Mezieres no necesita recurrir a hiperrealismos (como hace, en su estilo, el otro gran autor de cómics de ciencia ficción que todavía no ha sido superado por el cine, me refiero a Juan Giménez y sus Metabarones) para que los mundos y civilizaciones que describe sean reales. Internarse en las tres primeras páginas de El imperio de los mil planetas y la descripción de Sirta-el-magnífico es como entrar de verdad en un mundo distinto, con sus palacios y sus mercados, sus mascotas telépatas (viñeta 3 de la página 2, ¿un antecedente de nuestro HOM?), sus comerciantes y sus sacerdotes, su tecnología y su superstición. Creo que, en el fondo, el referente literario de esa sinestesia continua de estímulos y colores y sabores que suponen los mundos de Valerián es nada menos que Salambó, la hermosísima y vívida reconstrucción que hizo el gran Gustave Flaubert del Cartago del año 237 antes de Cristo (y no olvidemos que el otro gran autor de space opera francés, Philipe Druillet, ya tuvo la osadía de adaptar Salambó a la ciencia ficción, en historieta que en España sigue inédita). Cuando cualquier autor podría agotarse en la presentación de exobiologías, o de refugiarse en lo improbable, la imaginación de Christin da fuelle a un Mezieres en estado de gracia que se supera gráficamente de álbum a álbum (no hay más que ver la sorprendente capacidad para el contraste en El país sin estrella) y que, con los colores de E. Tran-lê es capaz de mostrar sensualidad, decadentismo, renacimiento y barbarie que luego otros discípulos han centrado solamente en mundos de fantasía. Conforme la serie va a avanzando y la ideología progresista y contestaria de los personajes (y sus autores) sigue afianzándose, el dibujo de Mezieres se vuelve más impactante, más espectacular, más vivido, y las historias juegan con la paradoja temporal y la paradoja política, hasta el punto de que, por obra y gracia de nuestros protagonistas, el fin de nuestra civilización que da origen a Galaxity puede no haber existido… acontecimientos que todavía quedan, para el lector neófito, a muchos álbumes en el futuro.

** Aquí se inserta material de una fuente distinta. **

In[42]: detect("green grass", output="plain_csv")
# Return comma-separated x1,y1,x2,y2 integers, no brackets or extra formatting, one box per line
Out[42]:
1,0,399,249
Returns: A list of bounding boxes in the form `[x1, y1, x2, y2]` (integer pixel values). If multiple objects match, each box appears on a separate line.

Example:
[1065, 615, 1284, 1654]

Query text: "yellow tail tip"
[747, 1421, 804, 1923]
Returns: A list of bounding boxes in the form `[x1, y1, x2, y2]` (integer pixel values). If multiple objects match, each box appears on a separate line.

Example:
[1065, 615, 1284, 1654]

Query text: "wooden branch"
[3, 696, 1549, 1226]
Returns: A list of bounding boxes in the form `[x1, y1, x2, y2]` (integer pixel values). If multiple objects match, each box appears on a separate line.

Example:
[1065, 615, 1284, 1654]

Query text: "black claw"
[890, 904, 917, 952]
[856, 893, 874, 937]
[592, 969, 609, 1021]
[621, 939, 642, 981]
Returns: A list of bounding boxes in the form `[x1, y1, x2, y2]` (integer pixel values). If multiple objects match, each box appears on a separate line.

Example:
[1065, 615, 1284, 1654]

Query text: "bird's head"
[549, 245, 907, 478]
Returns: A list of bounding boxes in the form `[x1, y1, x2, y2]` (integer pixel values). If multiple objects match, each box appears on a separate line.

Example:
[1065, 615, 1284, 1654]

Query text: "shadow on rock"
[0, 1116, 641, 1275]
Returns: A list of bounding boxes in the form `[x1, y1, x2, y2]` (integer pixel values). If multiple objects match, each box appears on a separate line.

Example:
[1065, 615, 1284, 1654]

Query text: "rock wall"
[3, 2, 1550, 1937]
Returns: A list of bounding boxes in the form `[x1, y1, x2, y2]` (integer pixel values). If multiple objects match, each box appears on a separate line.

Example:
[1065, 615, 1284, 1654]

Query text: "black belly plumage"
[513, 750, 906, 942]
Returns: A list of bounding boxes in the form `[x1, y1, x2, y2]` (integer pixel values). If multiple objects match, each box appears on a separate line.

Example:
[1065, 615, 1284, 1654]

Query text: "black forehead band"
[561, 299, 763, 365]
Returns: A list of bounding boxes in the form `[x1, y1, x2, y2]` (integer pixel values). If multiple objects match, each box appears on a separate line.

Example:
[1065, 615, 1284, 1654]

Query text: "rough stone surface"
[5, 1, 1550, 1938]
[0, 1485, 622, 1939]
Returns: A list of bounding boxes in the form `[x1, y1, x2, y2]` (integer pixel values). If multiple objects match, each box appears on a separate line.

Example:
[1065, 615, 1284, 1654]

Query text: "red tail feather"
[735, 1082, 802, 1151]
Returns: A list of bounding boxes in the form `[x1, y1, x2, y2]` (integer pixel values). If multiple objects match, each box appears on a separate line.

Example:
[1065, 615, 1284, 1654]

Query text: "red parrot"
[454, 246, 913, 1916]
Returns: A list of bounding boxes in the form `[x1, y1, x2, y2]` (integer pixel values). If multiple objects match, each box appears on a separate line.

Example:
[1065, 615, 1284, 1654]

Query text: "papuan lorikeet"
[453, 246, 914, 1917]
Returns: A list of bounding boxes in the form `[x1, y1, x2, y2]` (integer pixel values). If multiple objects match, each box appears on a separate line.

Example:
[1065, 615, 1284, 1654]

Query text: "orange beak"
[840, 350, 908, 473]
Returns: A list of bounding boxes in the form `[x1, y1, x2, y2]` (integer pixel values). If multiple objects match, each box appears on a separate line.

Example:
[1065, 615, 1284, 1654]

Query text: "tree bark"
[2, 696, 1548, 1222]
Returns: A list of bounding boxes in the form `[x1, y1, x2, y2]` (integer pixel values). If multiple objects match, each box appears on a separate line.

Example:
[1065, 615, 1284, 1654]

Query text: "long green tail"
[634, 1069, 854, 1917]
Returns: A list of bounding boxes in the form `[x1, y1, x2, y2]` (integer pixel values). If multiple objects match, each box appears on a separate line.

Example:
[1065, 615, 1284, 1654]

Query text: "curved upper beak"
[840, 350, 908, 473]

Hoy la estética de la space opera, en efecto, no puede concebirse sin la espectacularidad que le presta el cine y que tan familiar nos parece. Pero el cine debe buena parte de los sueños que evocan sus imágenes a los mundos ya explorados, a bordo de su particular Halcón Milenario, por los dos agentes de Galaxity, el siempre despistado Valerián y la cada vez más audaz Laury. Reencontrarnos, hoy, con estos viejos amigos que conocimos y disfrutamos en España allá por los años ochenta, no supone un ejercicio de nostalgia, puesto que las historias y sus dibujos me parecen más actuales y audaces que nunca. Recuperar hoy a Valerián para los nuevos lectores es, sencillamente, un acto de justicia.